An hour later, she stood nervously as the girl at the checkout desk for the estate sale looked through her haul. Luckily, Ava had managed to find two stray paper bags in the kitchen in which to put her armfuls of things – it had been a little precarious moving the stacks from room to room. She had no idea what the asking price for such historic materials would be. $100? $80? More? Ava was prepared to try to bargain them down to $40. 

“So they’re just old….” said the young woman, trailing off as she looked through Ava’s collection.

“Cookbooks!” Ava replied. “Umm, a couple of old cookbooks – you can see they’re kind of falling apart – and then these little pamphlets and oh, some other old books too.”

One hopeful sign was that the sale hadn’t really been organized in any particular fashion, as it was for more formal estate sales. Most rooms just had random piles of things stacked up on every surface, almost whimsically. “Let’s put all these religious tomes next to the cookbook stuff! Those church ladies are the only ones who cook these days, amirite?” Sigh. It was so hard to be a traditionalist in a modern world.

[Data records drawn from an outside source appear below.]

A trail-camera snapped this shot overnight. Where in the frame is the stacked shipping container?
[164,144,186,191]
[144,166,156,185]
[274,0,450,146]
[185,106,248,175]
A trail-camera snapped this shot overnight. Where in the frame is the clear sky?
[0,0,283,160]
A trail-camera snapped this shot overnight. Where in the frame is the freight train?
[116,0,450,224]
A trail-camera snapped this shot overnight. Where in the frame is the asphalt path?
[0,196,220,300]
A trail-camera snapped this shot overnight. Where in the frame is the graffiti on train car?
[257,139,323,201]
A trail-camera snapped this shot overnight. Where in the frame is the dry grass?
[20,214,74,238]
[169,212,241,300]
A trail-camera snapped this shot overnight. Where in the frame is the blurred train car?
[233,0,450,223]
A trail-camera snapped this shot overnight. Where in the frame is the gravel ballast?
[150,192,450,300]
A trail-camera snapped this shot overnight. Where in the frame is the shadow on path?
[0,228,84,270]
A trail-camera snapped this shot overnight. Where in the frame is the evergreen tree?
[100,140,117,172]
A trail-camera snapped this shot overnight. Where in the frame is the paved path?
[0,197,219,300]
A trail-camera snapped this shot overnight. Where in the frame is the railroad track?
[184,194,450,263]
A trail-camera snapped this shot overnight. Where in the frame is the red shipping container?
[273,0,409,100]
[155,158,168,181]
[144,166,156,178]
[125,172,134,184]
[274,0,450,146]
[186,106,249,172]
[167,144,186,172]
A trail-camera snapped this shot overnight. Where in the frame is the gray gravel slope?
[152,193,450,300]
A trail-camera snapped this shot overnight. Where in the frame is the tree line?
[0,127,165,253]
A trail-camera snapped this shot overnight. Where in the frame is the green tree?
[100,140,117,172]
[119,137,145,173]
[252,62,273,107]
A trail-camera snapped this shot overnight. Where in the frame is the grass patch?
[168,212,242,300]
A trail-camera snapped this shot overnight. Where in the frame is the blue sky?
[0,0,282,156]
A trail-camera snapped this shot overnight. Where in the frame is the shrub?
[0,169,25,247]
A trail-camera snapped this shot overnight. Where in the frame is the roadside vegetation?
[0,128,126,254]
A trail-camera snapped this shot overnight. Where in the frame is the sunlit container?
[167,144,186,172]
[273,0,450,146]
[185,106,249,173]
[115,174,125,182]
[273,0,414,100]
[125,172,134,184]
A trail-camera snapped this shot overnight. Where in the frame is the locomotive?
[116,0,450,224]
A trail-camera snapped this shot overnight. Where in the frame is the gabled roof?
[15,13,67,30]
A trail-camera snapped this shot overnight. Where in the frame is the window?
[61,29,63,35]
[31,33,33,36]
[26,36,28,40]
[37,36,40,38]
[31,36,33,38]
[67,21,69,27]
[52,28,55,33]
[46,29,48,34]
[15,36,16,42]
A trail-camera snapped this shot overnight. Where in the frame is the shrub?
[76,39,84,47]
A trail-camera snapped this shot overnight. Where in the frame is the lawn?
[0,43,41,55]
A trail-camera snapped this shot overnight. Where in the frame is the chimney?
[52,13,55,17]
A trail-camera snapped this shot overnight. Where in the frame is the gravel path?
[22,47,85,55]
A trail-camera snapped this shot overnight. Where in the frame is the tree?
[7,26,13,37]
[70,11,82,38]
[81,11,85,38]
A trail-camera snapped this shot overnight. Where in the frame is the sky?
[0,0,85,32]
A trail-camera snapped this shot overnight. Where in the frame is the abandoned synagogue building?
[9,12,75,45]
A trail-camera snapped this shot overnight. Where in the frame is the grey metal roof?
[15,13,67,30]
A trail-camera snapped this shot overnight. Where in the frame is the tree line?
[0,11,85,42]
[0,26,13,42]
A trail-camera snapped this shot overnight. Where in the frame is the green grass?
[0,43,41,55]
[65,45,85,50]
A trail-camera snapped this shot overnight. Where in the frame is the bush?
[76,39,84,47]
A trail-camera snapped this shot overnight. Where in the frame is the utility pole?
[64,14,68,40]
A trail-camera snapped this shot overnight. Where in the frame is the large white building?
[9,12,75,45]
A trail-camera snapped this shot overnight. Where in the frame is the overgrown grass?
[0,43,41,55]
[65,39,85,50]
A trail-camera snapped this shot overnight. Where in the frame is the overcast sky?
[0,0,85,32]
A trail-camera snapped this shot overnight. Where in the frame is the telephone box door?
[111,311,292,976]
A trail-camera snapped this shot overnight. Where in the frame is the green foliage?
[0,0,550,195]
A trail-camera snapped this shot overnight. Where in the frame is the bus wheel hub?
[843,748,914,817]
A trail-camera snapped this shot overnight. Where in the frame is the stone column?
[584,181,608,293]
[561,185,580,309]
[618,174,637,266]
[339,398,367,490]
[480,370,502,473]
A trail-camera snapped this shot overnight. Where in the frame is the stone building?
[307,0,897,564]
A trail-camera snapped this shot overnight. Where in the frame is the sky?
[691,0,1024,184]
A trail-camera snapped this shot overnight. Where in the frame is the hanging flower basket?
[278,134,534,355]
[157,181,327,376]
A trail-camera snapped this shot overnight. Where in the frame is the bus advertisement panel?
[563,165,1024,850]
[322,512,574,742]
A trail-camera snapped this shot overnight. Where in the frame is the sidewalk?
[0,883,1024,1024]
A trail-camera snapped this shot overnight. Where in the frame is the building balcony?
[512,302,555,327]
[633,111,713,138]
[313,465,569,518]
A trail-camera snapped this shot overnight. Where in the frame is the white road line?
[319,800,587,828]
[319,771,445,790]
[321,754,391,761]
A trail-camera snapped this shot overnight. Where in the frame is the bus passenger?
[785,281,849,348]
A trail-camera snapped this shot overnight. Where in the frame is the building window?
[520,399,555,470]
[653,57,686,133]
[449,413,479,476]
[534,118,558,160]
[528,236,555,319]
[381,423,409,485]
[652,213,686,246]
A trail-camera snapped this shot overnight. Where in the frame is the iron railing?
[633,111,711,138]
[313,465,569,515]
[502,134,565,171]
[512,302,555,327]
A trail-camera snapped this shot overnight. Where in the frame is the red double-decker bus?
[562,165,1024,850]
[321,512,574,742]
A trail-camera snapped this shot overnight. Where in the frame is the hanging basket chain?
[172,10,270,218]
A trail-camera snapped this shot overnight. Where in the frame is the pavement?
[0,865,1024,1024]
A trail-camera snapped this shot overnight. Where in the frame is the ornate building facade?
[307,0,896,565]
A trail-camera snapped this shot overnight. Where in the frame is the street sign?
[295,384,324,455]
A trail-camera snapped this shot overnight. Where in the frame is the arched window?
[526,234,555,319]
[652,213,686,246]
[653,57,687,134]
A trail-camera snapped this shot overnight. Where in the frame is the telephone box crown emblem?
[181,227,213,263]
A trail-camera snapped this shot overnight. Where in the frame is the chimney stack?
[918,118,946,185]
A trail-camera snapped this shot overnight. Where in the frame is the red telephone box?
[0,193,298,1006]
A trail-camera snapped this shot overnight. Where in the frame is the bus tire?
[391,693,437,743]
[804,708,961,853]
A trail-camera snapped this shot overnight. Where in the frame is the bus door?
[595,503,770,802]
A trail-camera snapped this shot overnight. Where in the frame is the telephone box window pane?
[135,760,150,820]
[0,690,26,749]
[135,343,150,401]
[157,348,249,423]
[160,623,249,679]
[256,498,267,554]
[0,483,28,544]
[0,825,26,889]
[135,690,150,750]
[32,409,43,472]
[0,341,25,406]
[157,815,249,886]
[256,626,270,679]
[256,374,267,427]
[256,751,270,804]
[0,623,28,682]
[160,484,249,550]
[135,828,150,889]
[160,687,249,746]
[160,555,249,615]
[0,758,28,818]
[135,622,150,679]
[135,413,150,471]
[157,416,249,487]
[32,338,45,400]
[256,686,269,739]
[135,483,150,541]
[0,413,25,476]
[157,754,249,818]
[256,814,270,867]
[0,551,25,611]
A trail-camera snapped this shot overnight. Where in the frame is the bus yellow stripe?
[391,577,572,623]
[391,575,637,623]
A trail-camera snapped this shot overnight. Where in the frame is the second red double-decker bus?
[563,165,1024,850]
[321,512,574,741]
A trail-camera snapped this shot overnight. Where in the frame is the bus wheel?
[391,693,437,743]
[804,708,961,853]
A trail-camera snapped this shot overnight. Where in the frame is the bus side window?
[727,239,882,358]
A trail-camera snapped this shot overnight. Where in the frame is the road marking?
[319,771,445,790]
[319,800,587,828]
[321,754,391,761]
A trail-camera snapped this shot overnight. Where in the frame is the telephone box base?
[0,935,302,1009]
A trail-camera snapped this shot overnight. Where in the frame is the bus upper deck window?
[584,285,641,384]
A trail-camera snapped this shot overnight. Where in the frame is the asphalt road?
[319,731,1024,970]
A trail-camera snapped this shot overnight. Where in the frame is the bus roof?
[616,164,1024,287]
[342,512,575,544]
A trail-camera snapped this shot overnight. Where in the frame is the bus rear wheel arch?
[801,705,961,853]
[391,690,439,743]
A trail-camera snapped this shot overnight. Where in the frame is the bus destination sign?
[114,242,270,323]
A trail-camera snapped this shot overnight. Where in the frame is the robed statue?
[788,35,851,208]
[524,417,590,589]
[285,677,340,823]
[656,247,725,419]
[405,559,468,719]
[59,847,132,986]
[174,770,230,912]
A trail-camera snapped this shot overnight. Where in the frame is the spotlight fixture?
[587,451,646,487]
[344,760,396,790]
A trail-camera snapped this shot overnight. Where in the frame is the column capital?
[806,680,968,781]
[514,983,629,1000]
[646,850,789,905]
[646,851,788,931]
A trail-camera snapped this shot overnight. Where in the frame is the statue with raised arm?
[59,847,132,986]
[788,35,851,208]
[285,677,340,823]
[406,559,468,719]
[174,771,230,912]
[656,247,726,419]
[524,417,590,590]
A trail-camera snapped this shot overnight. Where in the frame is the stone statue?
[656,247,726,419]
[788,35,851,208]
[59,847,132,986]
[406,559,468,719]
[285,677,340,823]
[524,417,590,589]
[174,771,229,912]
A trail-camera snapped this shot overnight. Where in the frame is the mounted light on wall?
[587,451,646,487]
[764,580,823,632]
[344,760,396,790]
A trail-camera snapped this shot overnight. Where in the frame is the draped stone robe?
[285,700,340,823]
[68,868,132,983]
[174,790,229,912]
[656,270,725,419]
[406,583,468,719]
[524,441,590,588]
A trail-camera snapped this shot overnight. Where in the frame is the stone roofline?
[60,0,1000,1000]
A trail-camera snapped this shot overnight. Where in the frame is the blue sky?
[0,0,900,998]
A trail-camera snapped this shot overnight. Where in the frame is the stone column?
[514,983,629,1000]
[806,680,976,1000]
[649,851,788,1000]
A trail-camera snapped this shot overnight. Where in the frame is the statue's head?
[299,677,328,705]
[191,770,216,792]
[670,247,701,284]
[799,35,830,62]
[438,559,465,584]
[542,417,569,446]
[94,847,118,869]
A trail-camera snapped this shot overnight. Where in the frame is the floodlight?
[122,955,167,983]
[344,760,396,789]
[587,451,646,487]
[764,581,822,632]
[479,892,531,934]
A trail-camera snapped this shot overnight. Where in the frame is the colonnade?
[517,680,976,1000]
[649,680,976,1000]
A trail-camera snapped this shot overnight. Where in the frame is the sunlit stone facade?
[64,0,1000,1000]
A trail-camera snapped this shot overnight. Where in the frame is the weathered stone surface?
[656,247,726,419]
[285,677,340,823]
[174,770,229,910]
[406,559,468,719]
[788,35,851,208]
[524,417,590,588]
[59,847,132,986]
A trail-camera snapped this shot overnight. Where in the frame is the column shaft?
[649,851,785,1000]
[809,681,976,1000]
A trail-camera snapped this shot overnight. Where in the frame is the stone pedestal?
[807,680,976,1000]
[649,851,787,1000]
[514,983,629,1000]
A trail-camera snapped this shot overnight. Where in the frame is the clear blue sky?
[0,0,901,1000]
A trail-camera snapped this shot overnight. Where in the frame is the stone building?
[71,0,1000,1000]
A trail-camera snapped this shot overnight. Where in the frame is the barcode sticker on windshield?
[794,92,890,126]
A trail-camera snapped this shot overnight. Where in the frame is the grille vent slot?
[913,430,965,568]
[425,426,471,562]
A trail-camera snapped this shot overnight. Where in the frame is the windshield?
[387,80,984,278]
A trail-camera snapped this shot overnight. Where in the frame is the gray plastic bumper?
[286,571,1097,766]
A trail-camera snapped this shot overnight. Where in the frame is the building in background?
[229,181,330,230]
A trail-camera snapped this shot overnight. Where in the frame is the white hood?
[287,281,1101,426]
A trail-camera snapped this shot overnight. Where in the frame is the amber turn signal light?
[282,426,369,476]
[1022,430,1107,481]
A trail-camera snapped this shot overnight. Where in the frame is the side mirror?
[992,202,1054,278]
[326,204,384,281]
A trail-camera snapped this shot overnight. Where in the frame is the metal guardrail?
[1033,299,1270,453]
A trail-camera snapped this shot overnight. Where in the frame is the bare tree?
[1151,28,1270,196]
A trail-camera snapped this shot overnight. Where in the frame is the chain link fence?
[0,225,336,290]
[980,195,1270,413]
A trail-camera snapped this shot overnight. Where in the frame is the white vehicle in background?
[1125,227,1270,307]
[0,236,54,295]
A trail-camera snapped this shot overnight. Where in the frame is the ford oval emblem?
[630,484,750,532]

Ava was suddenly startled out of her reverie. “How about $10?” chirped the young woman in front of her, having finished her idle perusal.

“Okay!” Ava practically shouted. “Sure, that works,” she continued, more languidly, as she pulled $10 out of her wallet in record time, scooped up the bags, and started fast-walking to her car. What luck! She couldn’t believe her good fortune, for a change.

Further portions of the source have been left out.